In the lecture linked below Kurt Vonnegut, author of Slaughterhouse Five, Cat's Cradle, and others, describes graphing the shapes of stories along two axes.
The image below shows several story shapes that Vonnegut created and appears in his essay collection A Man Without a Country.
The lecture and the image above suggest a simple idea for viewing the shape of the story as a graph of the good or ill fortune of its central character(s) from the beginning of the story to the end.
As Vonnegut says, "there's no reason why the shapes of stories can't be fed into computers...", but can we program a computer to generate the shape of a given story on its own?
This project uses a pretrained transformer model to classify the sentiment of passages of a story. The sentiment score (positive or negative) approximates good fortune or ill fortune of the story's central characters. Plotting a rolling average of the sentiment score yields a line that traces the shape of the story along Vonnegut's axes.
How well does this simple approach work? Testing the program on stories that Vonnegut discusses allows us to compare the generated shape to some sort of expected shape.
In another lecture Vonnegut describes how the ambiguity of Hamlet makes it a great story and makes it a difficult story to plot on these two axes. The plot above seems to corroborate that idea. The shape is negative throughout, but does contain significant upward swings.
It would be an interesting exercise to annotate the shape of this plot (and the others below) with the major plot points from the story to see how well the computer-generated shape matches reader expectations.

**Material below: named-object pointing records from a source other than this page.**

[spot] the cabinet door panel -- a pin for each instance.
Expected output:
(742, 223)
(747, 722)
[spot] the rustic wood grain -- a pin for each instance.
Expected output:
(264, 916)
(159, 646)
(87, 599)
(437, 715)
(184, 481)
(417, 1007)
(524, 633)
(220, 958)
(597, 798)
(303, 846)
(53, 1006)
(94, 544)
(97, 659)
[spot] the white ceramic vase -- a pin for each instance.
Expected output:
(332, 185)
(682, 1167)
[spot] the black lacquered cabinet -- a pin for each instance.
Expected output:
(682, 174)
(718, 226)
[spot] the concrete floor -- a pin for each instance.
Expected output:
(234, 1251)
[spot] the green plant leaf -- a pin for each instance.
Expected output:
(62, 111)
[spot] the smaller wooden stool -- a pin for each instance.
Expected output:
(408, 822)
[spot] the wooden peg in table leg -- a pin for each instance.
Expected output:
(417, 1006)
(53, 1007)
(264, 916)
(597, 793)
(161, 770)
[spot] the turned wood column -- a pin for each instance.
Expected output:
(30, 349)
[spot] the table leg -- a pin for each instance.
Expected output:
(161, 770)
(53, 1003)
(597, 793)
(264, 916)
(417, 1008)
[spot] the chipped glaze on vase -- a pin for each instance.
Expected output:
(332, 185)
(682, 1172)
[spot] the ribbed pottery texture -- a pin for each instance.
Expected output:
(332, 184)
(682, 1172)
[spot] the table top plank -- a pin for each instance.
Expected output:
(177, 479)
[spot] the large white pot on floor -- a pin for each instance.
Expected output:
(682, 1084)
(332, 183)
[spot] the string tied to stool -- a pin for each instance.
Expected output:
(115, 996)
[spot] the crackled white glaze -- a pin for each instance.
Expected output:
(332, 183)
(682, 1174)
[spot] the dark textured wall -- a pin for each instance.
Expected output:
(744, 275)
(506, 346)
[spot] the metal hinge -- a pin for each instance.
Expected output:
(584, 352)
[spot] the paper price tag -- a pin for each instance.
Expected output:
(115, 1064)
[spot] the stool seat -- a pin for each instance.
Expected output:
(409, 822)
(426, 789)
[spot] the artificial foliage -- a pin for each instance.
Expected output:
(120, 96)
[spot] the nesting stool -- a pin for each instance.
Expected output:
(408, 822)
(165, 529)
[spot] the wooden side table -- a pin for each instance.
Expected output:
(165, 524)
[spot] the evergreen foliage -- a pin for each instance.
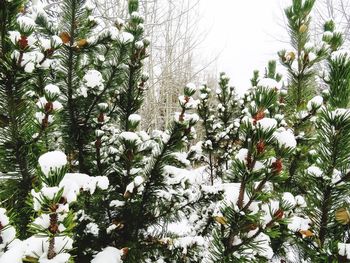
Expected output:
(268, 180)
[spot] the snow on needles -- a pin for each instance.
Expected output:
(52, 161)
(285, 138)
(268, 83)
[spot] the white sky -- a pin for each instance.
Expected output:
(244, 33)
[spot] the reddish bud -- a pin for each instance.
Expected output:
(98, 143)
(258, 116)
(260, 146)
(277, 166)
(48, 107)
(278, 214)
(101, 117)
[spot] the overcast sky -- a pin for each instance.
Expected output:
(245, 34)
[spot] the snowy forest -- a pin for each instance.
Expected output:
(115, 148)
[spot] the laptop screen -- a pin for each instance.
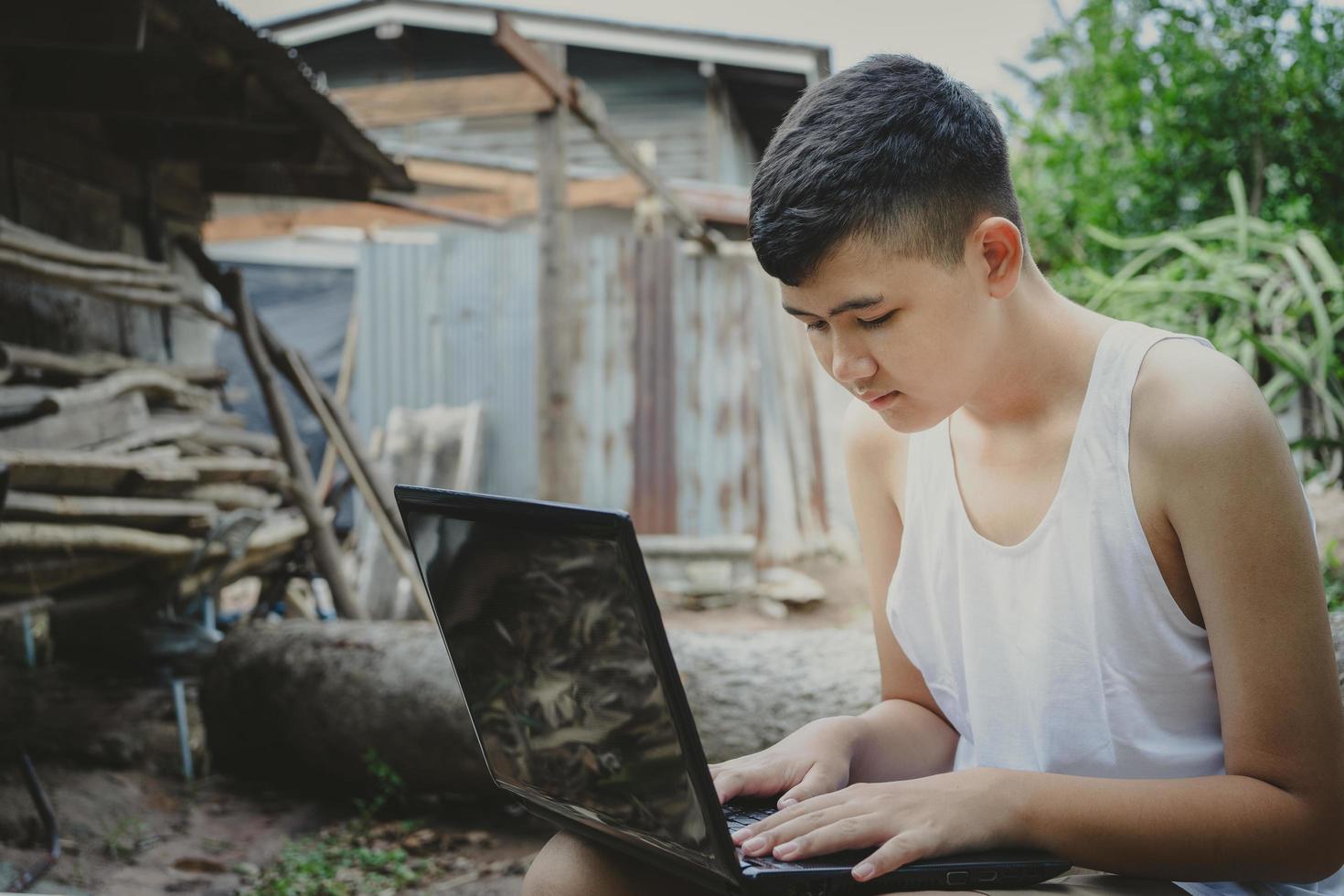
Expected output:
(558, 677)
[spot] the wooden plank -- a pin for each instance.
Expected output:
(588, 108)
(22, 538)
(145, 513)
(152, 434)
(82, 472)
(82, 426)
(469, 97)
(357, 465)
(464, 176)
(234, 496)
(31, 574)
(162, 386)
(253, 470)
(102, 363)
(325, 551)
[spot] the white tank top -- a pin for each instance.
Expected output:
(1064, 652)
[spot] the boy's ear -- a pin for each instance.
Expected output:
(997, 246)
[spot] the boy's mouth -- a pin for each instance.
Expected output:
(882, 400)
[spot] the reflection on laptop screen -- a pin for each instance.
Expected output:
(558, 677)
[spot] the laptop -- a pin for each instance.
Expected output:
(557, 641)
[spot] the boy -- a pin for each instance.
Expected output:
(1072, 527)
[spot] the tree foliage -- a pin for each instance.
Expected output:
(1146, 105)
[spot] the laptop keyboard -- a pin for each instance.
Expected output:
(742, 815)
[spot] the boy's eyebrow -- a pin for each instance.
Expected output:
(851, 305)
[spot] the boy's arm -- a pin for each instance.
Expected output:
(905, 735)
(1234, 500)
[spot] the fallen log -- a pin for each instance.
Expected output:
(304, 701)
(309, 699)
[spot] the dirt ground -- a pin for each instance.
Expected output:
(134, 832)
(140, 829)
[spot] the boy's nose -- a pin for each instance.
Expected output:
(849, 366)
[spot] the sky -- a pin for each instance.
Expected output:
(971, 39)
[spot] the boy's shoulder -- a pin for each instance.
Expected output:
(1189, 400)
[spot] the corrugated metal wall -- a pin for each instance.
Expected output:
(697, 395)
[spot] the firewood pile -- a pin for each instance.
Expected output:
(119, 469)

The shape of Metamorphosis isn't quite as pessimistic as Vonnegut's proposed shape, but the program does generate a shape of general ill fortune.

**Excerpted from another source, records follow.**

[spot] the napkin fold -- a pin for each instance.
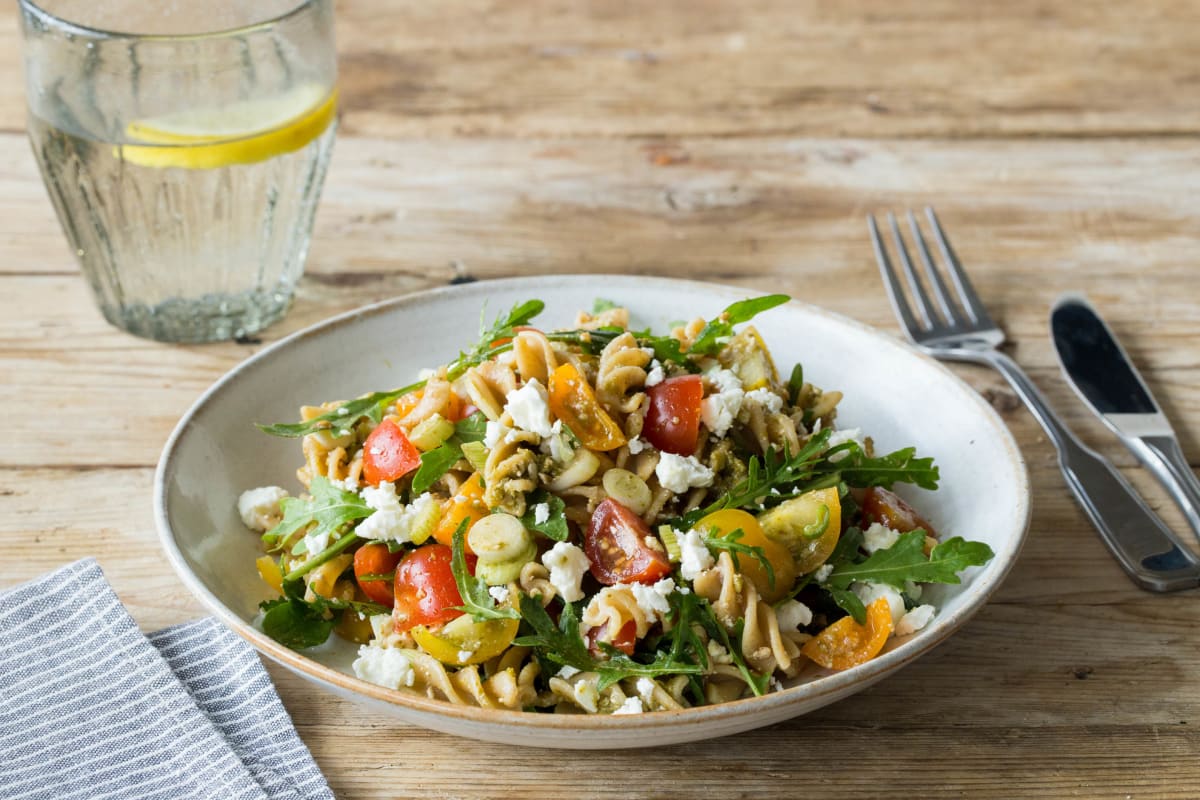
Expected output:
(91, 708)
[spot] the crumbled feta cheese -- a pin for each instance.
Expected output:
(793, 614)
(261, 509)
(654, 376)
(653, 599)
(397, 523)
(529, 408)
(694, 555)
(384, 666)
(631, 705)
(679, 473)
(568, 564)
(915, 620)
(587, 696)
(495, 433)
(841, 437)
(879, 537)
(767, 398)
(869, 591)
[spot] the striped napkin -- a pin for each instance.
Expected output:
(93, 709)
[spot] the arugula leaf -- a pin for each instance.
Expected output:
(475, 599)
(712, 336)
(502, 329)
(472, 428)
(328, 510)
(295, 624)
(556, 523)
(903, 465)
(906, 560)
(435, 464)
(342, 417)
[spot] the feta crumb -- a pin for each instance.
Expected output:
(495, 433)
(384, 666)
(631, 705)
(869, 591)
(653, 599)
(915, 620)
(767, 398)
(396, 523)
(694, 555)
(679, 473)
(529, 408)
(841, 437)
(879, 537)
(793, 614)
(568, 564)
(654, 376)
(261, 509)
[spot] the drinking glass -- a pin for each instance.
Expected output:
(184, 145)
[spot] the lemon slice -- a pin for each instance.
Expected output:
(240, 133)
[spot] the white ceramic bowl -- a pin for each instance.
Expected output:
(895, 395)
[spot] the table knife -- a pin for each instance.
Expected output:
(1101, 372)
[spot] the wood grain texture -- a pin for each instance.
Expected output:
(739, 143)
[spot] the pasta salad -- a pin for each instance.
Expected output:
(599, 519)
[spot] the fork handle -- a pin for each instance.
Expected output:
(1143, 545)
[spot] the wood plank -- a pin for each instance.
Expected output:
(687, 67)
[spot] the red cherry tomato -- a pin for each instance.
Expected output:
(376, 559)
(388, 453)
(425, 589)
(622, 548)
(624, 641)
(672, 422)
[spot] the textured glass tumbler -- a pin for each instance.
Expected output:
(184, 146)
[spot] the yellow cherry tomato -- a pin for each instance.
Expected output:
(462, 641)
(781, 563)
(846, 643)
(573, 401)
(797, 525)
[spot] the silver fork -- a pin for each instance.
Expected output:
(955, 326)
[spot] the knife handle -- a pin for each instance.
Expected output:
(1164, 458)
(1139, 540)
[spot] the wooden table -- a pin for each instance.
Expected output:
(741, 143)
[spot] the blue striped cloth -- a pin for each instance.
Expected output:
(93, 709)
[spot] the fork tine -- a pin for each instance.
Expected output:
(971, 302)
(949, 308)
(891, 282)
(915, 286)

This shape doesn't quite match what we expect for the Cinderella story. The graph shows the central "peak" followed by a "pit" before rising steeply at the end, but I admit that I had to tweak some of the text processing and sizing of the rolling average window to get this result. One problem that Cinderella poses for this model is that the text of the story is very short. In order to accumulate enough scores to plot a shape we have to score sentiment over very short segments of the text (i.e., ~100 tokens).
I'm fairly pleased with the results above. Although some hand-engineering went into the parameters used to produce the shapes of these stories the approach and the pretrained transformer model achieved what I was hoping for. I might be able to remove some of the hand-engineering by dynamically selecting story segmentation and window parameters based on the length of the text.

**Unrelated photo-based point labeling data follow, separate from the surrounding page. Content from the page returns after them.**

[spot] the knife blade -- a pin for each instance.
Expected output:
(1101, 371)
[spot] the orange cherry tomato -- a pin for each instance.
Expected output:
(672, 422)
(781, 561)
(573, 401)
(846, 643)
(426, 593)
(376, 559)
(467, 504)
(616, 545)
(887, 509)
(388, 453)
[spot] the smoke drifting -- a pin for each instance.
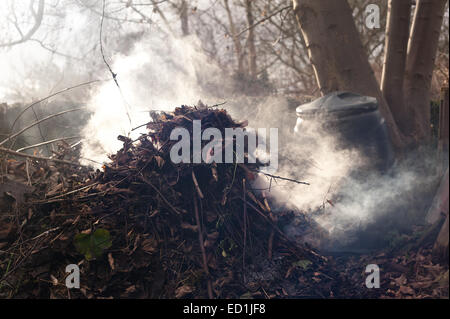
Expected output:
(156, 73)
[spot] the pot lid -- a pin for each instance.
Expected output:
(339, 104)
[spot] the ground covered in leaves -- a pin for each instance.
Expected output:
(144, 227)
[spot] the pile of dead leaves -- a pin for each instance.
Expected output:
(144, 227)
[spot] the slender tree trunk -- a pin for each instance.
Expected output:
(422, 48)
(251, 39)
(236, 41)
(336, 53)
(397, 35)
(184, 17)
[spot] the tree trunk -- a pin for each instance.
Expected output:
(184, 17)
(422, 49)
(236, 41)
(396, 44)
(336, 53)
(251, 39)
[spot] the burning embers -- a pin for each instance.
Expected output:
(236, 145)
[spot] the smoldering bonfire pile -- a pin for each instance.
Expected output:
(144, 227)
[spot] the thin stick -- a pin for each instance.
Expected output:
(245, 226)
(7, 151)
(159, 193)
(48, 97)
(36, 123)
(285, 179)
(47, 142)
(202, 247)
(199, 191)
(262, 20)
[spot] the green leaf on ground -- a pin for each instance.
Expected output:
(92, 245)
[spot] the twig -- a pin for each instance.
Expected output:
(11, 152)
(202, 247)
(47, 142)
(36, 123)
(285, 178)
(114, 75)
(50, 96)
(245, 226)
(159, 193)
(262, 20)
(199, 191)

Although the pretrained model yields sentiment scores that render pleasing story shapes we might do better with a model trained (or re-trained) on more representative text. The Hugging Face model was fine-tuned on the Stanford Sentiment Treebank.
I use a pretrained sentiment analysis pipeline from the Hugging Face transformers
library to classify the sentiment of story segments.
In order to graph story shapes with a "hand-drawn" appearance I use matplotlib's XKCD module.
My first attempt used a sliding window over the story text to track sentiment rather than a rolling average, but the pretrained model scores were too polarized (i.e., mean absolute value over 0.92) to plot a pleasant shape. The image below shows the result of plotting the sentiment of a sliding window of 100 tokens over Beowulf with the window advanced one line at a time:
This first approach also suggests a drawback of using a pretrained sentiment analysis model: one cannot alter the maximum input embedding length. The pretrained Hugging Face model has a maximum input length of 512 tokens, so it can only classify the sentiment of short samples of the story. As a result the sliding window approach uses a very small sliding window. Using a rolling average more effectively incorporates sentiment from broader sections of the story.
The emotional arcs of stories are dominated by six basic shapes by Reagan et. al provides a much more thorough exploration of computational approaches to the shapes of stories.
If you'd like to play around with this program yourself you can do so either via a command-line program or in a Python shell.
After cloning the repository run the following commands to initialize a Python virtual environment and install dependencies:
virtualenv venv
source venv/bin/activate
pip install -r requirements.txt
Run the command-line program with
python -m story_shapes.story_shapes
The command-line usage is shown below
usage: story_shapes.py [-h] [--story-path STORY_PATH] [--title TITLE] [--shape-path SHAPE_PATH]
Generate a graph of the shape of a story a la Kurt Vonnegut.
optional arguments:
-h, --help show this help message and exit
--story-path STORY_PATH
Filepath to read the story from.
--title TITLE The title of the story
--shape-path SHAPE_PATH
Filepath to write the shape graph to.